Saakashvili's reputation is tarred with recent violence in Tbilisi as peaceful protesters were dispersed with teargas, water cannon and rubber bullets, and several hundred were injured. But then, Georgians easily forgive their wrongs. They will soon recollect the violence as harmless fisticuffs that crowned merry bickering, and opposition will drink "to Koba Davitashvili's smashed skull, which overthrew Saakashvili".

So the outgoing president has won a respite to regain public confidence.

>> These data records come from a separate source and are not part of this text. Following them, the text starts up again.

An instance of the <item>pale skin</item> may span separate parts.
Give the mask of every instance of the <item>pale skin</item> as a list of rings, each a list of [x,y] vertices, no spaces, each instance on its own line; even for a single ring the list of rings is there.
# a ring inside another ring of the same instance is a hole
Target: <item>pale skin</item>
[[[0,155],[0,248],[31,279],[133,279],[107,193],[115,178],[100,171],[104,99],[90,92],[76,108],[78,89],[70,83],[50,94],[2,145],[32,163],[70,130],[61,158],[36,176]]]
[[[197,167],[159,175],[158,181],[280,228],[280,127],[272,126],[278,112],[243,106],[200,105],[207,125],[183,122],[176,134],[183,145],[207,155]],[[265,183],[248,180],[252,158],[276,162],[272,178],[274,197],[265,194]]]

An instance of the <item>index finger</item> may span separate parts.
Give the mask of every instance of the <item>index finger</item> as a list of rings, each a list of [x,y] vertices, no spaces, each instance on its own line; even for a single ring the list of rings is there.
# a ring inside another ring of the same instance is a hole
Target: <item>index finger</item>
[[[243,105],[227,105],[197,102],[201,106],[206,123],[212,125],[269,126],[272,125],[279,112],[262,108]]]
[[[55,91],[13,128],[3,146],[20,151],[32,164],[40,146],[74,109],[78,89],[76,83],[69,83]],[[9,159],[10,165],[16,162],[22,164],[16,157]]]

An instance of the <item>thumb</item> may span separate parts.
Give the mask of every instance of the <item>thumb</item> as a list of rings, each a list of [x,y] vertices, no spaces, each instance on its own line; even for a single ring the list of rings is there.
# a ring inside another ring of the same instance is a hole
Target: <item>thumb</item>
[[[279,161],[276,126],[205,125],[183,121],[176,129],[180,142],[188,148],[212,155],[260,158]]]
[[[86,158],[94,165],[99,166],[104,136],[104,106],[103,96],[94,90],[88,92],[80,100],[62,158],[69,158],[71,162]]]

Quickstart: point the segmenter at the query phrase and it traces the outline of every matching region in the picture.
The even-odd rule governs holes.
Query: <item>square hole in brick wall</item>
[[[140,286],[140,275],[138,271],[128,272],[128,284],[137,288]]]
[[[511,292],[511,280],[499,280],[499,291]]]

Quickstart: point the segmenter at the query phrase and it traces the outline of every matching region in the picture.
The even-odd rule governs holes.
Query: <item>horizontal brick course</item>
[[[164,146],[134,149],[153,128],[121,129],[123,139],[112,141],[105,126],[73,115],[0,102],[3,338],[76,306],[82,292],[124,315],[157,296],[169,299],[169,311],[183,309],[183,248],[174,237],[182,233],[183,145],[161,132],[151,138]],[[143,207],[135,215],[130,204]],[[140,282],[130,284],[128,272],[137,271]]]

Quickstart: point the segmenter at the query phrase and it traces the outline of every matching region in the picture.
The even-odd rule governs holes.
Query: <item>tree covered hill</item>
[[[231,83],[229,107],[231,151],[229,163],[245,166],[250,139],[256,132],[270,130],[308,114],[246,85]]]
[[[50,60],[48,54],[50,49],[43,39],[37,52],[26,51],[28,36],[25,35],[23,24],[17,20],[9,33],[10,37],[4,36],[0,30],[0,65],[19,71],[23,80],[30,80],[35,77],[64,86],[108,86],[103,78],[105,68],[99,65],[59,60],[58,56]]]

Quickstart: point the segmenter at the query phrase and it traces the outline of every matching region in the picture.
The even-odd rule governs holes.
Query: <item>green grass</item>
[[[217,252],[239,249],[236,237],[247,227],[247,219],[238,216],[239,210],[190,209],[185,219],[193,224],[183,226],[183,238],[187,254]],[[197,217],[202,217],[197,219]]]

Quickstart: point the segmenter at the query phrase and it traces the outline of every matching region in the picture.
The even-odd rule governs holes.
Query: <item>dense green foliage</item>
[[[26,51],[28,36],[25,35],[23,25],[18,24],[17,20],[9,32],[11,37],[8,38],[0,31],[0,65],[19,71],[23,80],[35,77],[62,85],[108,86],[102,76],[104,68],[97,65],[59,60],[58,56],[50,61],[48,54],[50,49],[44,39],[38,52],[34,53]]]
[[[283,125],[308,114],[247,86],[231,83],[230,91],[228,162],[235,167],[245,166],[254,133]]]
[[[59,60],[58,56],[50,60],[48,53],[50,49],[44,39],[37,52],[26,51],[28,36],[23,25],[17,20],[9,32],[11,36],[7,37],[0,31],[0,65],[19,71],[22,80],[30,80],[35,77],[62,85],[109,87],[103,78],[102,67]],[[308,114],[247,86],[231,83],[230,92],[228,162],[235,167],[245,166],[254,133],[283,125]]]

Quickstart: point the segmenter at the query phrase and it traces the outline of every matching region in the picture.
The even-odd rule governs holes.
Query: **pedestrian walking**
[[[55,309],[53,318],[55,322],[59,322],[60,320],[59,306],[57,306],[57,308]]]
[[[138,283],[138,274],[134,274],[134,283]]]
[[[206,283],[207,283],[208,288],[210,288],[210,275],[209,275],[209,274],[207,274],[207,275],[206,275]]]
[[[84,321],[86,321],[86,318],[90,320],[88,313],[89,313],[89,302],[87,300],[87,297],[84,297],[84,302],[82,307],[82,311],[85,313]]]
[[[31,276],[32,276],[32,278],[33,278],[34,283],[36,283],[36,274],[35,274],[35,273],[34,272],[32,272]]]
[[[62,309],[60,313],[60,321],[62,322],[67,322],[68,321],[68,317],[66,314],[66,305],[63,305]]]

This will be hard to do. Indicatively, Tbilisi protesters had no political mottos, only social-they stood up against skyrocketing prices with no wage indexation, against rampant property confiscations under the pretext that privatization papers had been incorrectly filed under previous presidents, and so on. Georgia has many problems-the judiciary is paralyzed, there are mass arrests, and prison inmates live in unbearable conditions, which the Council of Europe recently highlighted. Unemployment has reached a critical point to start unprecedented emigration.

We will soon see what Saakashvili's spin doctors can do to swing the electorate's mood. The regime will surely shower the population with New Year food parcels. Vano Merabishvili, Gigi Bokeria, Maya Nadiradze and the president's other associates hated by the public will probably appear on television less frequently than recently.

A large amnesty is expected to release thousands of men and women convicted for non-violent crimes. Spin doctors say each of them will bring to the polls up to fifty grateful friends and relatives.

Political analysts do not rule out a brilliant move in case of need-George W. Bush and Nicolas Sarkozy visiting Georgia on New Year's Eve as Santa Clauses.

Besik Pipia is chief of the RIA Novosti Bureau in Georgia.

The opinions expressed in this article are the author's and do not necessarily represent those of RIA Novosti.